Hiho, ne Frage zu meinem Programm. Ich soll  ein Dreieck wahlweise durch Angabe der einzel Koordinaten oder durch drei Exemplare der Klasse Point erstellen können. Intern soll das Dreieck jedoch nur durch die drei Eckpunkte als
Exemplare der Klasse Point repräsentiert werden.
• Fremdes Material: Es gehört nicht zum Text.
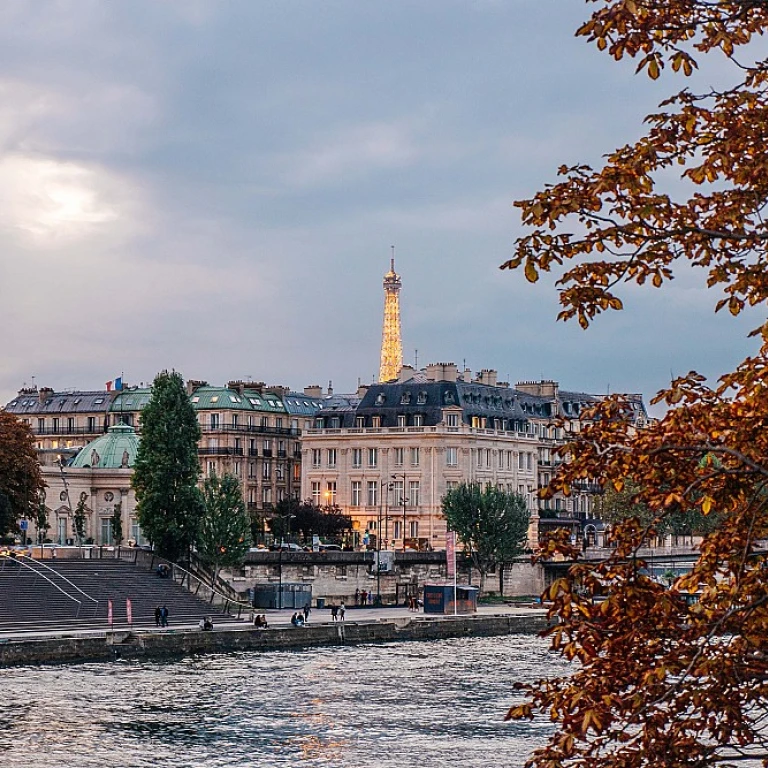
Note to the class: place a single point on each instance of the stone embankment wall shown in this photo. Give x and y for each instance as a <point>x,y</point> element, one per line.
<point>336,575</point>
<point>169,644</point>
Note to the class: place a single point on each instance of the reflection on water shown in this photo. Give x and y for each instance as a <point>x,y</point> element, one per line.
<point>404,705</point>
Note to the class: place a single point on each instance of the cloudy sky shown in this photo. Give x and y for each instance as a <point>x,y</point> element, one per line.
<point>214,187</point>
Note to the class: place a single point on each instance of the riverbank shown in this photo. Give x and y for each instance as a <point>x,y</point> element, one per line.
<point>183,641</point>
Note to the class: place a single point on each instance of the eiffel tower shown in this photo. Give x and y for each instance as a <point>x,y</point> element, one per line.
<point>391,343</point>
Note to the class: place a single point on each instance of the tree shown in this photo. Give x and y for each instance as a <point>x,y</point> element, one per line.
<point>490,523</point>
<point>79,520</point>
<point>225,529</point>
<point>309,519</point>
<point>168,501</point>
<point>673,676</point>
<point>116,521</point>
<point>42,521</point>
<point>21,481</point>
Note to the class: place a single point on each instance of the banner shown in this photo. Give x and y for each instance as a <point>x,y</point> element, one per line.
<point>450,553</point>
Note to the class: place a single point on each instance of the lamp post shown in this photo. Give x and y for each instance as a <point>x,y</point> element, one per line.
<point>280,563</point>
<point>403,501</point>
<point>385,488</point>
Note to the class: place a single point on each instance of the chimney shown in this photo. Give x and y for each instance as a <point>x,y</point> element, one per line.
<point>192,385</point>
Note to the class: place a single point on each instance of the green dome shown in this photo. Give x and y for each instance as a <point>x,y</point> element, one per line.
<point>115,450</point>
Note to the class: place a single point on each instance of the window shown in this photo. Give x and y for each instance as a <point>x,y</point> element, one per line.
<point>373,493</point>
<point>413,493</point>
<point>356,493</point>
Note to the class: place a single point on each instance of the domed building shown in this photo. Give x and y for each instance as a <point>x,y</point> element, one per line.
<point>100,476</point>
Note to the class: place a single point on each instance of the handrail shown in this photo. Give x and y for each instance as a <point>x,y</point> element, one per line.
<point>211,587</point>
<point>60,575</point>
<point>36,572</point>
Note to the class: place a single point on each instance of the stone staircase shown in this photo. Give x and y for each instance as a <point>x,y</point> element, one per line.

Ist das nun so korrekt? Versteh nicht ganz was die mit Intern meinen


```
public class Geometry {

public static void main(String[] args){
	double a = 0.0;
	double b = 0.0;
	double c = -2.0;
	double d = -4.0;
	double e = 5.0;
	double f = 0.0;
	double g = 2.0;
	double h = 7.0;
	double i = 5.0;
	double j = 0.0;
	double k = 2.0;
	double l = 4.0;
			
	Point p1 = new Point(a, b);
	Point p2 = new Point(p1);
	Point p3 = new Point(i, j);
	Point p4 = new Point (k, l);
	Point CENTER = new Point();
	Triangle d1 = new Triangle (c, d, e, f, g, h);
	Triangle d2 = new Triangle (a, b, i, j, k, l);
	
	System.out.println ("CENTER" + "(" + CENTER.RückgabeX()+", " + CENTER.RückgabeY() + ")");
	System.out.println("p1" + "(" + p1.RückgabeX()+", " + p1.RückgabeY() + ")");
	System.out.println("p2" + "(" + p2.RückgabeX()+", " + p2.RückgabeY() + ")");
	System.out.println("distance" + " = " + p1.distance(p1, p2));
	System.out.println("d1" + "(" + d1.RückgabeX() + ", " + d1.RückgabeY() + "/" + d1.RückgabeZ() + ", " + d1.RückgabeS() + "/" + d1.RückgabeT() + ", " + d1.RückgabeU() + ")");
	System.out.println("d2" + "(" + d2.RückgabeX() + ", " + d2.RückgabeY() + "/" + d2.RückgabeZ() + ", " + d2.RückgabeS() + "/" + d2.RückgabeT() + ", " + d2.RückgabeU() + ")");
}}
class Point {
	public double x;
	public double y;

	
	//Konstruktor
	Point (double a, double b){
		x = a;
		y = b;
	}

	//Konstruktor
	Point (Point p){ 
		x = p.x;
		y = p.y;
	}
	//Konstruktor
	Point (){
			x = 0;
			y = 0;
	}
	//Methoden
	double RückgabeX() {
		return x;
	}
	double RückgabeY(){
	return y;
	}
	public static double distance (Point p1, Point p2){
		double x = p1.x - p2.x;
		double y = p1.y - p2.y;
		double d = Math.sqrt((x*x)+(y*y));
		return d;
	}
	}

	class Triangle extends Point{
		
		public double x;
		public double y;
		public double z;
		public double s;
		public double t;
		public double u;
		
		
		Triangle (double c, double d, double e, double f, double g, double h){
			x = c;
			y = d;
			z = e;
			s = f;
			t = g;
			u = h;
	}
		Triangle (Point p1, Point p3, Point p4){
			
		}
		double RückgabeX() {
			return x;
		}
		double RückgabeY(){
		return y;
		}
		double RückgabeZ() {
			return z;
		}
		double RückgabeS(){
		return s;
	}
		double RückgabeT(){
			return t;
	}
		double RückgabeU(){
			return u;
		}
	}
```


----------



## Marco13 (14. Nov 2010)

Das würde ich so interpretieren

```
class Triangle { /* NEIN: extends Point{ (wozu auch?) */

    private Point p0;
    private Point p1;
    private Point p2;
...
```


----------



## Landei (14. Nov 2010)

Genau. Wenn du "extends" verwendest, sagst du "meine Klasse ist ein...". Ist ein Dreieck ein Punkt? Nein, es "besteht" aus Punkten, es _ist_ aber selbst keiner. Wir benötigen deshalb an dieser Stelle Komposition, keine Vererbung. 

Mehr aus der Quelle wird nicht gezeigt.